Couple working to weaken opium's grip 
Posted by ajones -- July 9, 2001
Reprinted from the Worcester Telegram & Gazette, by Emilie Astell
Clark University graduate Robert J. Bouvier likes to joke that he and his wife, Ioana, met over opium.
Their initial meeting wasn't quite that exotic, though their work has an international flair: The two share a deep understanding of the grim influence opium cultivation has on the lives of villagers in a northeastern region of Myanmar, formerly Burma.
If it were not for the need to grow a crop easily exchanged for food, Mr. Bouvier said, men in the Wa Special Zone of Myanmar would not become addicted to the opiate, and some women and girls would not have to turn to prostitution and sweatshops to survive.
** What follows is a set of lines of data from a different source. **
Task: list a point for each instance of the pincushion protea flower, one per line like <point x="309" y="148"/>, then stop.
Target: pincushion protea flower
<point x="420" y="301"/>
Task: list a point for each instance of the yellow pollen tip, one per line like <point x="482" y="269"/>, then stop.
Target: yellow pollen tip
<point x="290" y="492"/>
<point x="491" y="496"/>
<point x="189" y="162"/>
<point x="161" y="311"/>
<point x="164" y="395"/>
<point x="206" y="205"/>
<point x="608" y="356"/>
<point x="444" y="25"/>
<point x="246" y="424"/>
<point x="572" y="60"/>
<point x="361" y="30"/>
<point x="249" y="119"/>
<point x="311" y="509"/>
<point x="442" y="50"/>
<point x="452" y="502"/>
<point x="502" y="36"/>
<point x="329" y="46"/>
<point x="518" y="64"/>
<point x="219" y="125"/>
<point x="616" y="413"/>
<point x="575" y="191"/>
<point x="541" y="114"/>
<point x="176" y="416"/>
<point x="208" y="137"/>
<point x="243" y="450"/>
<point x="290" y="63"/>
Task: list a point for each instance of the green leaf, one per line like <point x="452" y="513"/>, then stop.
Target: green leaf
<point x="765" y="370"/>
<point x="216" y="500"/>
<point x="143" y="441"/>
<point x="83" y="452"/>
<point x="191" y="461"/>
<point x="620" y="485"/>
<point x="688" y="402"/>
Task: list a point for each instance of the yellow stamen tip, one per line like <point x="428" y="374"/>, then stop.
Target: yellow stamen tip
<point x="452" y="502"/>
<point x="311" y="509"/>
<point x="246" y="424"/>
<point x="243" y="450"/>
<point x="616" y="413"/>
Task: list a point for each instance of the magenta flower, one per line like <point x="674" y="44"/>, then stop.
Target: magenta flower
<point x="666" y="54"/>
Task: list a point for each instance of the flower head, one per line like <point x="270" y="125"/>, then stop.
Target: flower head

“The Wa area accounts for 10 percent of all illicit opium on the world market,” Mr. Bouvier said.
Opium is an addictive drug prepared from the juice of unripe seed capsules of the opium poppy, Papaver somniferum, which has grayish-green leaves and large white or purple flowers. Powerful painkillers, such as morphine and codeine, are derived from opium.
Of the approximately 5,500 households in the Wa zone, about 2,513 grow opium poppies in the temperate climate and mountainous terrain of their Southeast Asia homeland. Myanmar is bordered by Laos, Thailand, China and India.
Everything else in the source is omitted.